On July 3, 2014, the terrorist attack on the checkpoint is reflected; six militants were killed, two cars were captured as well as a significant amount of weapons.

On July 23 during an inspection at checkpoints in the area of Amvrosiyivka, a BRDM hit a radio-controlled bomb. After the explosion, mortally wounded Roman Krakovetskiy managed to bring the BRDM from the zone of fire.

On August 4, 2014, the unit reported an event at the checkpoint of the battalion Kryvbas. During the breakthrough, a "suicide bomber" was eliminated, whose purpose was to destroy checkpoints and peaceful inhabitants, later evacuated from the fire of Donetsk.
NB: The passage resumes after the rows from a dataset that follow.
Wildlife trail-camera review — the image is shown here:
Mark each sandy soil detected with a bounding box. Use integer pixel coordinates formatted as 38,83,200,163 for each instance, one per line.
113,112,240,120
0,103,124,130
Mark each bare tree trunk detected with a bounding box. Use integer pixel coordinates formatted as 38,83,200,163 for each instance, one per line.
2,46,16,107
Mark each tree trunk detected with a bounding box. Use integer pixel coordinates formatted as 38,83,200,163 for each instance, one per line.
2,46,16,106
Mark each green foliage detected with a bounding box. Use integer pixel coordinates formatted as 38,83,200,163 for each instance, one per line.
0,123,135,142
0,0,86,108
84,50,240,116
On August 7, 2014, during the storming of the terrorists' fortified area and the battalion Kryvbas, also involved fighters of the reconnaissance battalion from Cherkaske, 51st Guards Mechanized Brigade, Right Sector. The checkpoint and the enemy were destroyed, as well as the reinforcements. In the battle, two soldiers of Kryvbas were killed — Vladimir Kordabnov & Maxim Kochur. 6 fighters were injured.
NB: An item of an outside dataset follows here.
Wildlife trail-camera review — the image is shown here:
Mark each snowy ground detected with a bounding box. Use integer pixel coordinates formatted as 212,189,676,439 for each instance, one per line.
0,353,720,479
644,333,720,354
On August 10, 2014, protecting a group, a soldier was killed in battle named Sergiy Bontsevych.

=== Ilovaisk ===
In early August, the leadership of the "B" sector in the person of General Ruslana Khomchak approved a plan for a military operation on defeating illegal armed formations in the city of Ilovaisk, who was an integral part of the ATO headquarters in the environment of Donetsk. 40 TDB, which at that time was located in Starobesheve, received a task for blocking Ilovaisk from four directions. On August 5, 40 TDB tasks were completed, while two fighters were killed, three were injured. Subsequently, Kryvbas covered the back of the battalions Donbas and Dnipro-1. On August 17 and 18, two sides went to Ilovaysk and killed half of the city. To support them, Ilovaysk overturned battalions Peacekeeper, Ivano-Frankivsk, Kherson, and Svityaz. On August 20, ATO headquarters had reported on the establishment of control over the city. However, on August 24, the column of Russian armored vehicles in 100 units had crossed the state border in sector D, and hit the Ilovaisk group of volunteer battalions of the Ministry of Internal Affairs and the Ministry of Defense, the personal composition of which in most has been armed with light rifle weapons had only a small amount of BTR-80, 82-mm mortar BM-37, and ZU-23-2. The battles took place until August 28. On August 29, 40 TDB, which refused to negotiate the so-called green corridor, began to break from the surroundings. From the surroundings in the Ilovaisk Boiler, 358 soldiers and 40 TDB officers came out. 16 fighters were killed under the Ilovaysk; 84 were injured, 19 disappeared, 25 people were captives.

Reformatting

In November, the 40th Battalion of Territorial Defense was reformatted on the 40th Separate Motorcycle Battalion, and was included in the 17th tank brigade. The commander of the battalion was assigned a former commander to the separate educational detachment of special training of land troops of the Armed Forces of Ukraine (Kirovograd region) Victor Pochernyaev.

Disbandment

In April 2015, information about the General Staff directory pointed out the imbalance of the battalion.

==Losses==
According to the Book of Remembrance, as of February 2019, the battalion lost 53 men.

==Traditions==
The day of inception is considered to be May 15.

==Honorings==
The townspeople honored the memory of the battalion in 2017 and in 2019.